Crypto venture funding cooled significantly in April, dropping to $659 million across 63 deals—a steep 74% decline from March levels—bringing monthly inflows back to lows last seen in 2024, even as interest in DeFi and AI-linked projects persists.
Summary
Data from Cointelegraph shows crypto VC funding fell to $659M across 63 deals in April, down sharply from $2.6B and 84 rounds in March.
Despite the slowdown, total funding in 2026 so far stands near $5.64B, though still below the pace suggested by the October 2025 peak of $3.84B.
GSR’s venture arm led investor activity, while Tether, Animoca Brands, and Coinbase Ventures remained active; DeFi topped sector deals.
April slump resets momentum
The crypto venture market hit a notable slowdown in April, with just $659 million raised across 63 rounds. This sharp decline from March highlights how quickly investor appetite has cooled following strong activity earlier in 2026.
The drop pushes monthly funding volumes back to levels last seen in 2024, signaling a broader shift toward caution among venture investors.
From peak to pullback
Since reaching a local high of $3.84 billion in October 2025, crypto VC funding has been on a gradual downward trend. This decline has coincided with softer token prices and a contraction in overall market capitalization, leading to more conservative valuations.

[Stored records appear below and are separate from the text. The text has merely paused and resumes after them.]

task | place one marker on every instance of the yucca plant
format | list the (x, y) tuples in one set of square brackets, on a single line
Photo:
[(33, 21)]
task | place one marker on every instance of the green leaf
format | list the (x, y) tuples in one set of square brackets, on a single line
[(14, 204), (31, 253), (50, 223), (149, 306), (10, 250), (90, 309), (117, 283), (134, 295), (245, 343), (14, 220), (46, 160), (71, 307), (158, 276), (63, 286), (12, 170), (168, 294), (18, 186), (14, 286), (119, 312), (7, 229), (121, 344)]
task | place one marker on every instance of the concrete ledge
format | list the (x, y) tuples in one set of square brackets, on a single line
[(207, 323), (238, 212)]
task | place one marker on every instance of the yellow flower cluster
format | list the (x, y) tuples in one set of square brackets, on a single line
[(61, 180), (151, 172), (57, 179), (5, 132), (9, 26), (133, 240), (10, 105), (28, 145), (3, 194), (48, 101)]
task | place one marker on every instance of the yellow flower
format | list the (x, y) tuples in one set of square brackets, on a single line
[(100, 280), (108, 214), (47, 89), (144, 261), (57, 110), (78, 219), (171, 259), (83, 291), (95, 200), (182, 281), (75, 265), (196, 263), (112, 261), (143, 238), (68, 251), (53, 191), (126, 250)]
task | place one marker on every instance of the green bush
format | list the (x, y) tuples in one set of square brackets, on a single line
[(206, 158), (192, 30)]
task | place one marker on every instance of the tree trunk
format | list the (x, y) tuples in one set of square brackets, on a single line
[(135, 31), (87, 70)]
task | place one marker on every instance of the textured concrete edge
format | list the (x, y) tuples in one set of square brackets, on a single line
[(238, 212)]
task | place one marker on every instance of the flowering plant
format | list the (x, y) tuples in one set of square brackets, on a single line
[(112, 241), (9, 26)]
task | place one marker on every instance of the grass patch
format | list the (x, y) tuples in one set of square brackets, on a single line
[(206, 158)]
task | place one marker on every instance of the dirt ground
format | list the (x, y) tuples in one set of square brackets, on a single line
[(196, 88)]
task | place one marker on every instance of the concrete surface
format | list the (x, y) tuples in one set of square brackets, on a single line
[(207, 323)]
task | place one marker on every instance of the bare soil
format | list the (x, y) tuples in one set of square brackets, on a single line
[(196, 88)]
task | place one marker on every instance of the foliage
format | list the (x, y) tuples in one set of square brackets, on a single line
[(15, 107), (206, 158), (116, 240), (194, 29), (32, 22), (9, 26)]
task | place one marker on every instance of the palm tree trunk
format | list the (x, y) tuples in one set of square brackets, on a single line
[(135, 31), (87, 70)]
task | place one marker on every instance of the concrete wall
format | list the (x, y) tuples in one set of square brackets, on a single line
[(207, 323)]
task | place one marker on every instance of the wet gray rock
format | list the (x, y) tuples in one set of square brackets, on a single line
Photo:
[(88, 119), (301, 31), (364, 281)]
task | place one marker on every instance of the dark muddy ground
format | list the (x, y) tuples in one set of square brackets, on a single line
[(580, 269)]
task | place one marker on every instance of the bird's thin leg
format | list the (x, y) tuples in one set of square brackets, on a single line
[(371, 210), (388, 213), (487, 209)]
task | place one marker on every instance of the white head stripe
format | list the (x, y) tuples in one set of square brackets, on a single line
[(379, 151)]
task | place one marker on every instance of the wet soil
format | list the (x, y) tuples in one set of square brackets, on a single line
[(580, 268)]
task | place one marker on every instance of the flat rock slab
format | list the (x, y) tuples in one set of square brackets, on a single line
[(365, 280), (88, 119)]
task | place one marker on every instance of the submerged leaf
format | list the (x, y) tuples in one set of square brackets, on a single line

Earlier signs of this trend emerged in February, when funding fell to $866 million across 62 deals—already a notable drop from January. April’s figures suggest that slowdown has now deepened into a more pronounced market reset.
Capital still flows—but selectively
Despite weaker overall numbers, certain sectors continue to attract attention. DeFi projects led activity with 12 deals, while blockchain infrastructure and AI-related crypto startups each recorded eight rounds.
On the investor side, GSR’s VC arm was the most active participant in April, backing multiple deals focused on trading infrastructure and liquidity solutions. Major players like Tether, Animoca Brands, and Coinbase Ventures also remained involved, though primarily in smaller, early-stage rounds rather than large growth investments.
A more disciplined funding environment
The latest data underscores a shift in investor behavior. Capital is still available, but deployment is more selective, with greater emphasis on sustainable business models and real-world utility.
For startups, this means tighter funding conditions and increased scrutiny. For the broader market, slower VC activity could result in fewer new token launches and a stronger focus on execution from existing projects rather than reliance on speculative momentum.